DAVE & BUSTER’S ENTERTAINMENT, INC.
Item 2. Management’s Discussion and Analysis of Financial Condition and Results of Operations
(in millions, except per share amounts; unaudited)
Recent accounting pronouncements
Refer to Note 1 to the unaudited consolidated financial statements for information regarding new accounting pronouncements.
Item 3. Quantitative and Qualitative Disclosures About Market Risk
Commodity Price Risk
We are exposed to market price fluctuation in food, beverage, supplies and other costs such as energy. Given the historical volatility of certain food product prices, including proteins, seafood, produce, dairy products, and cooking oil, these fluctuations can materially impact our food costs. While our purchasing commitments partially mitigate the risk of such fluctuations, there is no assurance that supply and demand factors such as disease or inclement weather will not cause the prices of the commodities used in our restaurant operations to fluctuate. Additionally, the cost of purchased materials may be influenced by tariffs and other trade regulations which are outside of our control. To the extent that we do not pass along cost increases to our customers, our results of operations may be adversely affected.
Interest Rate Risk
Our borrowings under the Credit Facility, discussed further at Note 4 to the unaudited consolidated financial statements, bear interest based on variable interest rates. As of May 5, 2026, the Company had $150.0 outstanding on its revolving facility and an outstanding balance of $1,380.5 on its term loan facility. The impact on our annual results of operations of a hypothetical one percentage point interest rate change on the outstanding balance of the Credit Facility as of May 5, 2026 would be approximately $15.3.
Inflation
Severe increases in inflation, whether due to imposed tariffs or standard economic conditions, could affect the United States or global economies and have an adverse impact on our business, financial condition and results of operation. If several of the various costs in our business experience inflation at the same time, such as commodity price increases beyond our ability to control and increased labor costs, we may not be able to adjust prices to sufficiently offset the effect of the various cost increases without negatively impacting consumer demand.
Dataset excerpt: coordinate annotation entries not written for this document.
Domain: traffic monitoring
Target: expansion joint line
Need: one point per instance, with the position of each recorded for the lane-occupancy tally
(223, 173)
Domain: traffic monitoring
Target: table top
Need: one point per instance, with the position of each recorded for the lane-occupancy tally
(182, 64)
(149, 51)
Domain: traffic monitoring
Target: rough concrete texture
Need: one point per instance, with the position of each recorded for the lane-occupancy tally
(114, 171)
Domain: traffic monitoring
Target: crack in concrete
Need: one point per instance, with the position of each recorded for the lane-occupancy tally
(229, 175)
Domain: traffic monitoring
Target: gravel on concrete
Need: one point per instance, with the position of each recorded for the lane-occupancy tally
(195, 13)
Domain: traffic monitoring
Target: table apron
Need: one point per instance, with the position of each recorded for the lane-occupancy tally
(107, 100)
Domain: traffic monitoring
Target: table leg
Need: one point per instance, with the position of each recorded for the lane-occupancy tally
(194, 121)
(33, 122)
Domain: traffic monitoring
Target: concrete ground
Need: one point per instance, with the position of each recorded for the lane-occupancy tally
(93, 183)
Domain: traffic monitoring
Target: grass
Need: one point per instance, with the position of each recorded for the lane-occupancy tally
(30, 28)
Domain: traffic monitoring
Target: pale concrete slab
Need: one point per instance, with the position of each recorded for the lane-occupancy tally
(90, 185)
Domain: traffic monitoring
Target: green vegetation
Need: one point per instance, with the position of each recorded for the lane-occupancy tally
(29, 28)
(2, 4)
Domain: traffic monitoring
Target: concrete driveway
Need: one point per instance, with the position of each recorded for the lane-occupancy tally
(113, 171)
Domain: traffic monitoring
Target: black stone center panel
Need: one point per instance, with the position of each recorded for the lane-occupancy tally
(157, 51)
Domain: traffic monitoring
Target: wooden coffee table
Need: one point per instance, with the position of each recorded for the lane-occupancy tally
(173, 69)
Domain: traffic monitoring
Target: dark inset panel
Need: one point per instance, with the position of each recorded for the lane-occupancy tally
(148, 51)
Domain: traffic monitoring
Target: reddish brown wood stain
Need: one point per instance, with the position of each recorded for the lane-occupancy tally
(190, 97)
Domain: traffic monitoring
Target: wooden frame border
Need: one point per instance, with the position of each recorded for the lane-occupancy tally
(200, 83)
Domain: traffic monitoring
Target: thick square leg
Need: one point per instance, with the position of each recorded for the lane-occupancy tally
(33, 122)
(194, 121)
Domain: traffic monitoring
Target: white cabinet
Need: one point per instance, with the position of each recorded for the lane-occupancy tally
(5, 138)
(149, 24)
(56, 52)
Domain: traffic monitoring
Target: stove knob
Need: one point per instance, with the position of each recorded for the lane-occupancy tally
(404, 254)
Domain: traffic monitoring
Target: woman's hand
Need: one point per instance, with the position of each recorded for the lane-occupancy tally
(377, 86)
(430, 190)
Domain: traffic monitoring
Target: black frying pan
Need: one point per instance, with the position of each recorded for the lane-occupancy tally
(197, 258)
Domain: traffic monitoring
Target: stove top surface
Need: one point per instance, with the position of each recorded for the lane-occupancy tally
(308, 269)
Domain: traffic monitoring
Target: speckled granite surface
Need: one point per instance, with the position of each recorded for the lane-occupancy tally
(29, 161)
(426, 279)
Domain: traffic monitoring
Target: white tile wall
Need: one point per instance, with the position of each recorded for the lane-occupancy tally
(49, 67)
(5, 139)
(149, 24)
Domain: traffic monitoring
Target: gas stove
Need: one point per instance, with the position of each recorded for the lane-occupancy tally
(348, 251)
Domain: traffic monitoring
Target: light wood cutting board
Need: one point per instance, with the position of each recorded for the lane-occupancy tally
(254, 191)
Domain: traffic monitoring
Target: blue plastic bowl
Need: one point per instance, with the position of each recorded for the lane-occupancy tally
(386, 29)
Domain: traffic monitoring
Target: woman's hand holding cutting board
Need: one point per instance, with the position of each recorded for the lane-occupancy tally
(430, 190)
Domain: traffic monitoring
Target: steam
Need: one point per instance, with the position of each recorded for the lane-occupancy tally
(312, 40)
Item 4. Controls and Procedures
Evaluation of Disclosure Controls and Procedures
Under the supervision and with the participation of our management, including the Chief Executive Officer and Chief Financial Officer, we have evaluated the effectiveness of our disclosure controls and procedures pursuant to Rules 13a-15 and 15d-15 promulgated under the Exchange Act as of the end of the period covered by this report. Based on that evaluation, the Chief Executive Officer and Chief Financial Officer have concluded that these disclosure controls and procedures are effective.
Changes in Internal Control Over Financial Reporting
There were no changes to our internal control over financial reporting practices or processes that materially affected, or were reasonably likely to materially affect, our internal control over financial reporting during our first quarter ended May 5, 2026.